RMB 30-80 (ticket prices vary by attractions visited)


8:30am-4:30pm daily

How to get there:

Morning buses depart for Zhujiajiao from Shanghai Stadium's Gate 5. Buses (about RMB 12) also run from People's Square at the intersection of Lao Chengdubei Road and Dagu Road and take about an hour.

Modern Shanghai isn't just all skyscrapers and flyovers. The actual municipality covers an astonishing 7,037 sq km (2,717 sq mi), and within that urban sprawl, pockets of Old China endure, and the outlying water town of Zhujiajiao (Zhūjiājiǎo, 朱家角) is the most charming.

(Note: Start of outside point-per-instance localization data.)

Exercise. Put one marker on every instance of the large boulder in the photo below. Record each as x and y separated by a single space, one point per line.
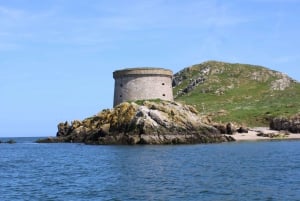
289 124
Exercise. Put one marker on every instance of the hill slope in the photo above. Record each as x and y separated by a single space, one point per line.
241 93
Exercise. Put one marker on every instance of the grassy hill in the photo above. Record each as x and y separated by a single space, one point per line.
241 93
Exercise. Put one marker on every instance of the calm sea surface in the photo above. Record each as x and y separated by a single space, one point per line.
229 171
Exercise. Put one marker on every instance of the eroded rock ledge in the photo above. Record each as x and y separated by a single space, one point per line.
149 122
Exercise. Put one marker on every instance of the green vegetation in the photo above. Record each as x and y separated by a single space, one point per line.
245 94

Like Yangtze River water towns such as Tongli and Zhouzhuang, Zhujiajiao presents a charming face: willow-lined canals; traditional residences with whitewashed walls, grey slate roofs and classical garden courtyards; calm temples; crooked cobbled lanes and ancient stone bridges spanning waterways plied by flat-bottomed boats.

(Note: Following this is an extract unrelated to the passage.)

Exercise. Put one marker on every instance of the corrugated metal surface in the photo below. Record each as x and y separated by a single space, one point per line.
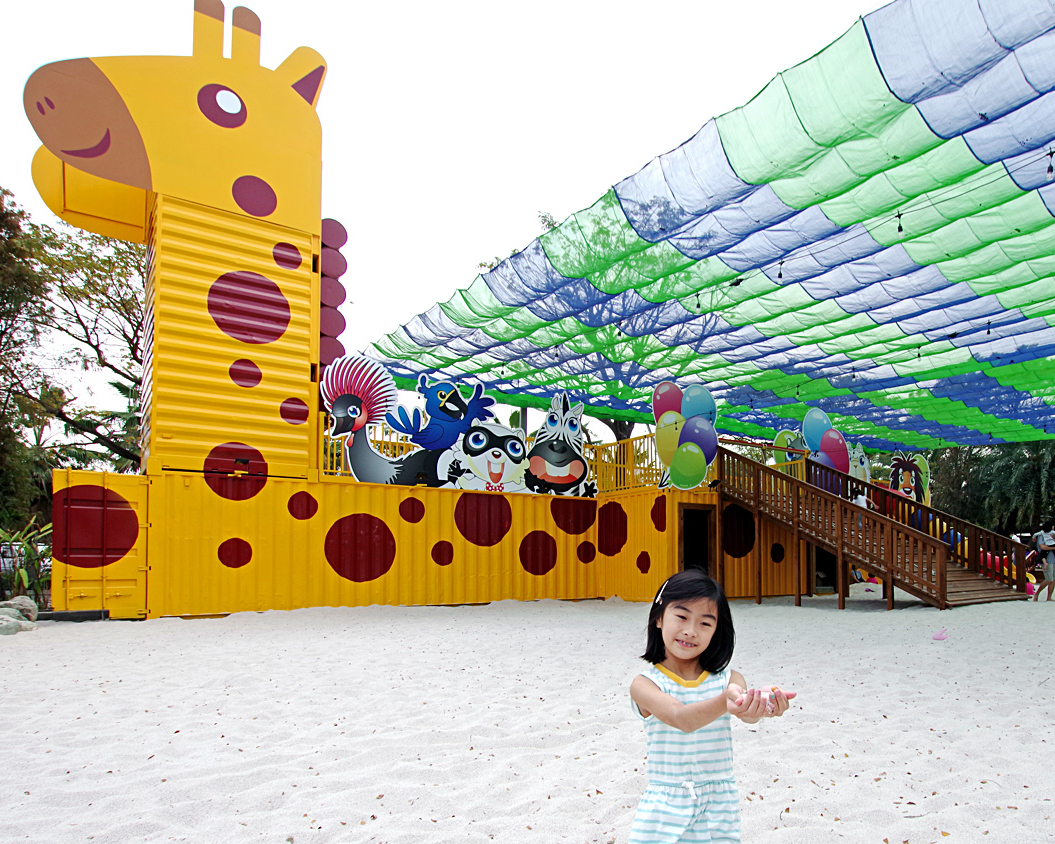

Zhujiajiao makes for a fantastic day-trip escape from the clamor and clutter of modern Shanghai, and it's a wonderful window into China's past.

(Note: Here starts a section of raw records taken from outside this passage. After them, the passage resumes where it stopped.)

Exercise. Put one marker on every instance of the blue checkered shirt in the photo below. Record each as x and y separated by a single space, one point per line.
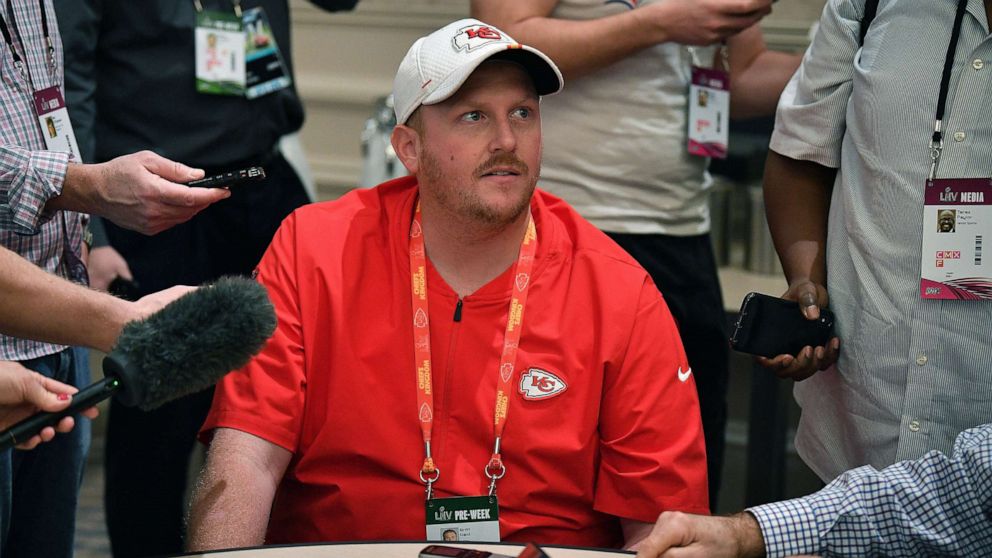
30 175
934 506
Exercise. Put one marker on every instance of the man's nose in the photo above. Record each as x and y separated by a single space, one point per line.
504 136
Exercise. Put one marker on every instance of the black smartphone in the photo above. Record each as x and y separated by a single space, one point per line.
229 178
770 326
438 551
122 288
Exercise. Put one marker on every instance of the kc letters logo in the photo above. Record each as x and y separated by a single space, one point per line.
540 384
474 36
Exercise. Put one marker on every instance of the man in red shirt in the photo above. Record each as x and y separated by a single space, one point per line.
455 346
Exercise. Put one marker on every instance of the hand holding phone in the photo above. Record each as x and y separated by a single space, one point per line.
770 326
229 178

The town, which was founded over 1,700 years ago, occupies land that archaeological records show has known human settlement for over 5,000 years. It became a regional commercial center during the Song and Yuan dynasties and, as Shanghai grew in later years, was eventually absorbed into the metropolis' expanding suburbs.

Its impressive architectural heritage includes a number of Ming and Qing Dynasty bridges, including the famed Fangsheng Bridge (Fàngshēng Qiáo, 放生桥) near the entrance to town where you'll find vendors offering you goldfish to release into the water from the high bridge, which dates back to 1571, for good luck. Look for the "Dragon Gate Stone" tablet with its eight dragons coiled around a pearl and the four carved lions standing watch over the bridge.

The Huimin Bridge (Huìmín Qiáo, 惠民桥), also called Lang Bridge (Láng Qiáo, 廊桥), is another unique Zhujiajiao treasure—it's the town's only wooden bridge, enclosing pedestrians in slatted walls beneath upturned eaves

You'll find plenty of byways to wander in Zhujiajiao. The winding primary tourist street, North Street (Běi Dàjiē, 北大街), is lined with Ming and Qing-era dwellings, many of which feature pleasant canal lookouts. While you can also grab a delcious local meal on North Street, be careful; a recent story in Shanghai Daily revealed restaurants with seperate English and Chinese menus with the former having prices as much as 50 percent higher! Bring a pocket phrase book along and confirm you're not paying a special "foreigner price."